Olivia joins them outside. She tosses Charlotte’s overnight bag in the back seat. He opens the door for her.
“You going to be okay?” she asks.
He nods, his expression controlled.
She cups his jaw, forcing him to look her in the eye. “Don’t do anything stupid.”
“Never.” He smirks.
“Lucas,” she warns.
He sighs. “Promise.” A lie. But sometimes, you gotta so you don’t hurt the ones you love. Assuming he’s capable of loving anymore.
“I’ll call you tomorrow.” She settles into the car. He closes the door. The engine turns over and she backs from the driveway. With one last look at him she waves, watching as if it’s the last time she’ll see him.
If she only knew.
He turns toward the bay and breathes in the ocean air, trying to cleanse what’s rotting inside him. With one last lingering look at his parents’ house, he walks to the water’s edge with the weight of his and his father’s sins on his shoulders.
CHAPTER 34
At Charlotte’s insistence, Olivia drives her mom to her house. Charlotte doesn’t feel comfortable going to Blaze’s. Olivia doesn’t argue. She calls Blaze, and he and Josh join them at her place. He wrapped up two burgers. Charlotte skips dinner. Groggy from her meds, she goes straight to bed. Noticing Olivia’s blood sugar level is crashing, Blaze puts a burger in front of her. To her surprise, she wolfs it down. The burger is easier to swallow than what she just learned. She’s a murderer’s daughter. That was a lot to unpack, and it’ll have to wait until she finds Lily, or whatever happened to her. Josh is her priority, and she needs to keep herself together for him.
After dinner, Blaze crashes on the couch, since Charlotte’s sharing her bed. For hours Olivia paces her study. She isn’t ready to talk. Numb, she doesn’t know what to feel, let alone think about what Dwight did to Benton, Lily, and Josh. Three generations he’s successfully silenced one way or the other. And she’s having a hard time wrapping her head around that, so she spends the rest of the night with the Crimson Wave. By 5:30 a.m. she’s a wreck. Her dad killed a man. He might have killed Lily. Lucas doesn’t want to involve the cops. But she can’t sit here and do nothing.
Settling on the edge of the couch, she nudges Blaze awake. Tears run freely down her face. This is it. She’s losing it.
“Hey, hey, hey. What’s wrong?” He sits up and cups the back of her head.
“I wasn’t ready to talk last night.”
“I could tell. What’s up?” He caresses her damp cheek.
“It’s my dad. He did something awful. He’s a—” She stops. A sharp, acidic ache expands through her chest. Last week she had a loving, doting father. This week? He’s the most atrocious person she’s known. There’s a gaping hole in her heart where she’d once felt her love for him.

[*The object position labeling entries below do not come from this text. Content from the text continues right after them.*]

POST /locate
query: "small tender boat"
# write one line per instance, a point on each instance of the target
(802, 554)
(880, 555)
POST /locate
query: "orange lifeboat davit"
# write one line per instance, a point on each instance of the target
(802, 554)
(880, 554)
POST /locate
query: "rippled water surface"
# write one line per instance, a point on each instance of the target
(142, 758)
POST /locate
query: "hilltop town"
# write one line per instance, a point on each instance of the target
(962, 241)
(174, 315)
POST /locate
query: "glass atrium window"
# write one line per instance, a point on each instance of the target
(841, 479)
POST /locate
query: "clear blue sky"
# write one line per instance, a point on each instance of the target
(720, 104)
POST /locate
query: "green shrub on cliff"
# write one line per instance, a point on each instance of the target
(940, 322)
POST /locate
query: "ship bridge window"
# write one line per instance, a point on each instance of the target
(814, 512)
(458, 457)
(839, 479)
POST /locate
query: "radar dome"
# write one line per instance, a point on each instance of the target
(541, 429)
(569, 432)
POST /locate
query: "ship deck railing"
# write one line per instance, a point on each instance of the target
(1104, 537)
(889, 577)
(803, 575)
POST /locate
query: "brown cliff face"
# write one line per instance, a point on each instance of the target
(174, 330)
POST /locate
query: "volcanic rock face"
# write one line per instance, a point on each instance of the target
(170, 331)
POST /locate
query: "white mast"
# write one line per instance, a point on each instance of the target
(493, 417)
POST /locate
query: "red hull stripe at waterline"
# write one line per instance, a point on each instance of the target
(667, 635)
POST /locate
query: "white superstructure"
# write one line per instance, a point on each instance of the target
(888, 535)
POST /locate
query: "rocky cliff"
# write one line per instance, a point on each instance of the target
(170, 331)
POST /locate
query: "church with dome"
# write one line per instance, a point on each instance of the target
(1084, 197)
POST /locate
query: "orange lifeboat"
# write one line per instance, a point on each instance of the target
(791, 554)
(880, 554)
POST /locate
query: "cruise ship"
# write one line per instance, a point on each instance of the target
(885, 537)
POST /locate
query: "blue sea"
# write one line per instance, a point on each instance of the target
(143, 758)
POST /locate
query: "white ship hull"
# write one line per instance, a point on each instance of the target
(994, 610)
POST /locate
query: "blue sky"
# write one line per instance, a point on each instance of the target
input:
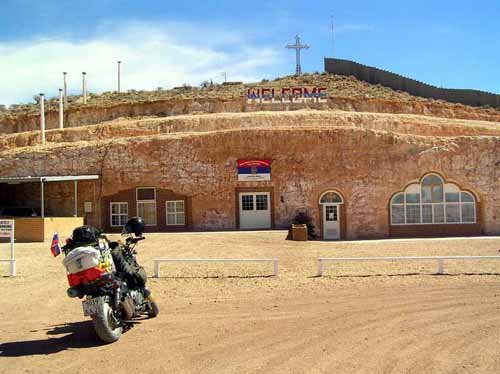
(167, 43)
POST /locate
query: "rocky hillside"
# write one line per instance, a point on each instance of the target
(345, 93)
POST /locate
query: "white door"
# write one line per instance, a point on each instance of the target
(331, 222)
(255, 210)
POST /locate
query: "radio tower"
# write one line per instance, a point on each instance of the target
(297, 46)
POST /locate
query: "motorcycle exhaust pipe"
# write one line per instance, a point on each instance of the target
(73, 292)
(128, 307)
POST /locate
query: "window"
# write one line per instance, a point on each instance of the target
(247, 202)
(146, 204)
(261, 202)
(330, 198)
(176, 212)
(119, 214)
(433, 202)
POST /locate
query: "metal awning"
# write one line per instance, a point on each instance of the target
(47, 178)
(50, 178)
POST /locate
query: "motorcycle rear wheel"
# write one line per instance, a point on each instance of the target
(107, 327)
(153, 307)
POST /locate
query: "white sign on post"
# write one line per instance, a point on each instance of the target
(7, 231)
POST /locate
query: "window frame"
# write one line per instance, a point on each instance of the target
(460, 204)
(176, 213)
(147, 201)
(111, 214)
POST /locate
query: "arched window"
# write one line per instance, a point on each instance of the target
(433, 202)
(330, 197)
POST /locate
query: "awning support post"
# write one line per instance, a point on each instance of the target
(42, 199)
(76, 198)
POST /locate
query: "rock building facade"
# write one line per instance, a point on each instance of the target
(357, 175)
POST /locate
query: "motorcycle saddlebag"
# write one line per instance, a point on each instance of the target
(83, 265)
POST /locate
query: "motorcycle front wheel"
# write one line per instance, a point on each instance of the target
(107, 326)
(153, 307)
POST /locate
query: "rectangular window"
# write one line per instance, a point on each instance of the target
(398, 214)
(468, 213)
(452, 197)
(146, 204)
(147, 210)
(261, 202)
(247, 202)
(412, 198)
(427, 213)
(438, 213)
(146, 193)
(176, 212)
(412, 214)
(452, 213)
(119, 214)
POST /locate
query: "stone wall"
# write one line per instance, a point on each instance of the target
(366, 166)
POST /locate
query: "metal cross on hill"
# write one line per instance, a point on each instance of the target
(297, 46)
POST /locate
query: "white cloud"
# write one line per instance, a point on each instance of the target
(153, 55)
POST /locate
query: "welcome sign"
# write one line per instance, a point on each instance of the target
(254, 170)
(270, 95)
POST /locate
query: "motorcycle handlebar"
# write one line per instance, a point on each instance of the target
(135, 240)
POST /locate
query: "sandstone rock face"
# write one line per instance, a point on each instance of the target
(89, 115)
(366, 157)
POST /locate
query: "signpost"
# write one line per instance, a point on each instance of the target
(7, 231)
(274, 95)
(254, 170)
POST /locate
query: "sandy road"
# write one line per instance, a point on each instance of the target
(226, 319)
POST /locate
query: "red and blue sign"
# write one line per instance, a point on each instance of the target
(254, 170)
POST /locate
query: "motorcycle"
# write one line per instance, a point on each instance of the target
(111, 298)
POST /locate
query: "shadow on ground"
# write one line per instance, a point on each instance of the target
(217, 277)
(77, 335)
(404, 275)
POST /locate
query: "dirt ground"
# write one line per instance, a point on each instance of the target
(394, 317)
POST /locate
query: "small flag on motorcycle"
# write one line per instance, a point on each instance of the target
(54, 247)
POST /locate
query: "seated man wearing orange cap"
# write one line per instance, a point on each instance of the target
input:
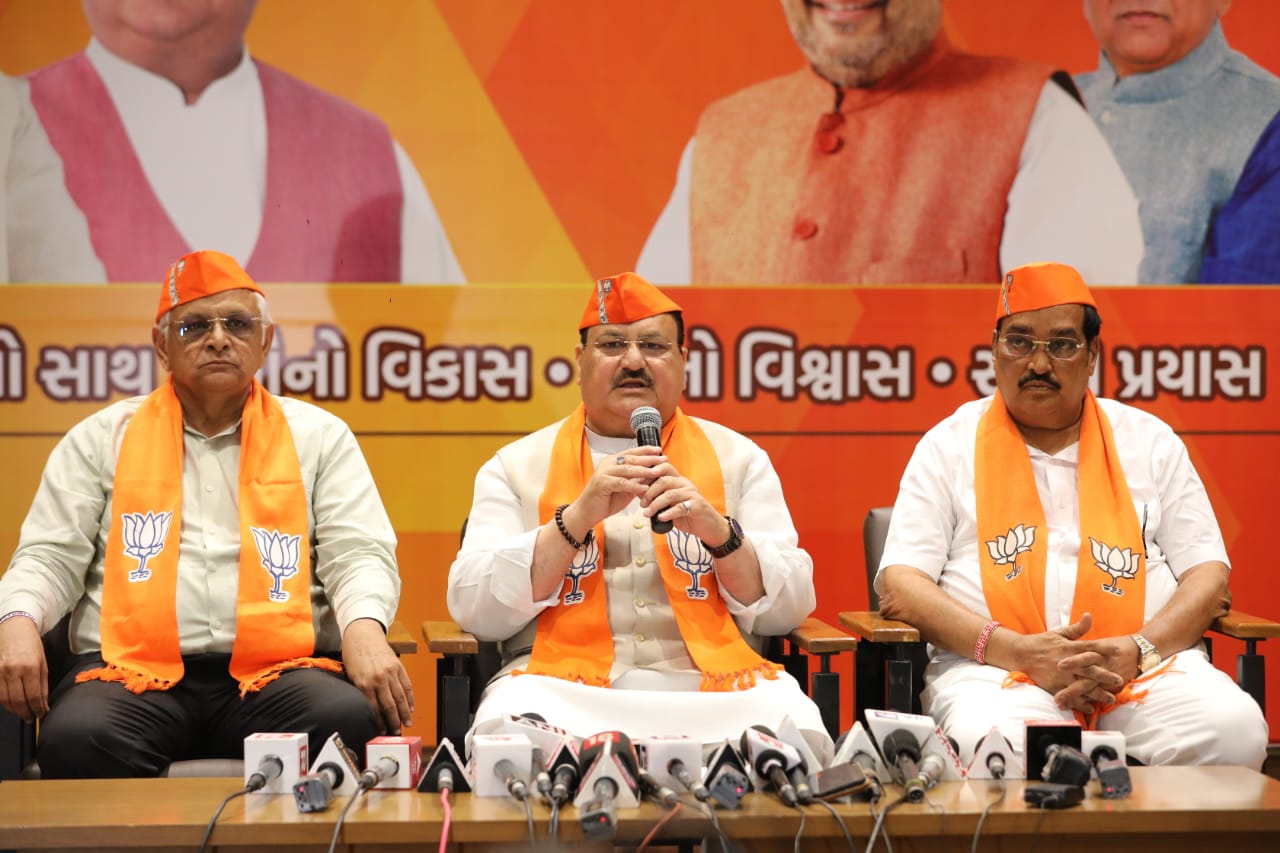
(560, 561)
(1060, 553)
(219, 550)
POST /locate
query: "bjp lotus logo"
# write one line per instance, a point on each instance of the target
(691, 559)
(584, 564)
(144, 538)
(1118, 562)
(279, 553)
(1005, 550)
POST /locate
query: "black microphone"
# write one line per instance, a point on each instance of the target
(506, 771)
(563, 769)
(379, 772)
(314, 792)
(767, 756)
(1112, 772)
(676, 767)
(647, 424)
(608, 762)
(268, 769)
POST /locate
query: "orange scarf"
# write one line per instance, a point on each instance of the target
(1110, 580)
(574, 641)
(273, 609)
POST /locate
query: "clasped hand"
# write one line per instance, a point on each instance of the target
(647, 474)
(1083, 675)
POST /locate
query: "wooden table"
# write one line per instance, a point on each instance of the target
(1176, 808)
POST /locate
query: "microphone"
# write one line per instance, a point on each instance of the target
(274, 761)
(379, 772)
(268, 769)
(444, 771)
(771, 758)
(563, 770)
(647, 424)
(656, 789)
(726, 776)
(506, 771)
(609, 775)
(903, 751)
(1112, 772)
(314, 792)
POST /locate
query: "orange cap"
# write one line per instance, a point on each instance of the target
(625, 299)
(199, 274)
(1036, 286)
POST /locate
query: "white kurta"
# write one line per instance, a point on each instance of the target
(206, 164)
(1197, 716)
(1070, 201)
(654, 684)
(44, 236)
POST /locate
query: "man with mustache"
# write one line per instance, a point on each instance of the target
(224, 556)
(1182, 112)
(603, 623)
(894, 158)
(1060, 555)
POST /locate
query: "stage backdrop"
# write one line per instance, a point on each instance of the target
(836, 383)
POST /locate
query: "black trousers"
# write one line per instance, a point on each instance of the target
(97, 729)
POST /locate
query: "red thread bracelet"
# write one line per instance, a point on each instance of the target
(979, 648)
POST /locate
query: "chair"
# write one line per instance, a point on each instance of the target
(466, 665)
(18, 738)
(891, 657)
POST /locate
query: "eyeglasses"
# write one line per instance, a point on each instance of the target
(1020, 346)
(237, 325)
(618, 347)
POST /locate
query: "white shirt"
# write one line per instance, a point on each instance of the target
(206, 163)
(44, 236)
(490, 587)
(935, 525)
(1070, 203)
(62, 546)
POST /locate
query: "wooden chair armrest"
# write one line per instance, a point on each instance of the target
(1242, 625)
(447, 638)
(872, 628)
(817, 637)
(400, 639)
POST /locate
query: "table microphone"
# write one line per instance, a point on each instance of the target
(647, 424)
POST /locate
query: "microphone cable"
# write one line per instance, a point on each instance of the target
(209, 829)
(448, 820)
(708, 811)
(840, 822)
(996, 763)
(662, 821)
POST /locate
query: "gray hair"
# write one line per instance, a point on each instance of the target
(264, 313)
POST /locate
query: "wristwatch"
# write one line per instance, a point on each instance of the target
(1148, 657)
(734, 543)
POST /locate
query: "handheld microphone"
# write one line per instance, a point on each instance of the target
(563, 769)
(1112, 772)
(903, 751)
(647, 424)
(444, 771)
(274, 761)
(609, 774)
(656, 789)
(268, 769)
(314, 792)
(726, 776)
(379, 772)
(506, 771)
(769, 760)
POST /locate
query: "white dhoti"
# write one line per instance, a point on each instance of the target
(1192, 714)
(645, 703)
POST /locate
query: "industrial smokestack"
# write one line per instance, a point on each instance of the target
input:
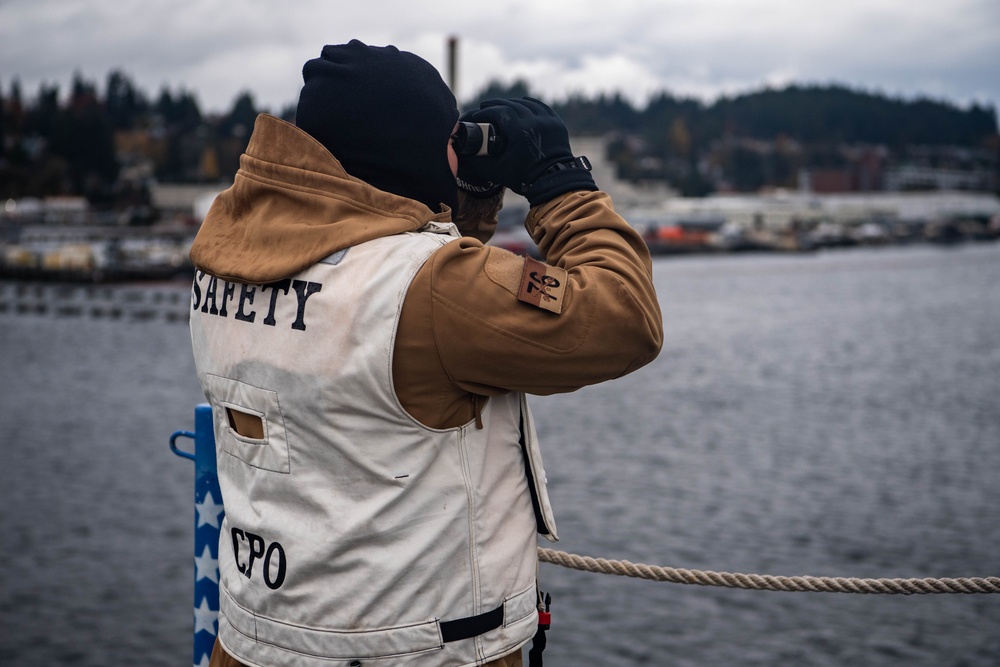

“Let me make us some coffee,” Blaze says.
In the kitchen, he brews coffee and she talks. She shares that Lily is her half sister and that Dwight isn’t returning home. She can’t explain why, but she has the feeling that she’ll never see him again. It was the look in Lucas’s eyes. Haunted. Something terrible happened to him while he was out of town and she suspects her dad was involved.
“Do you remember that case thirty years ago, the one where my parents’ neighbor was murdered? He was stabbed multiple times with a kitchen knife? A couple of kids found his body washed up on the beach where the street dead-ends?”
“Vaguely. It was a big deal at the time, wasn’t it?”
Olivia nods. She was only five. Most of what she remembers she read about years later in old newspaper articles.
“It wasn’t solved. But everyone in the neighborhood was a person of interest and questioned. My dad was a suspect. Someone claimed they saw him out walking around the time of the murder. He got off because he had an alibi, my mom. The publicity ruined his chance of election. That was his first congressional campaign. He dropped out. He was very bitter about it.”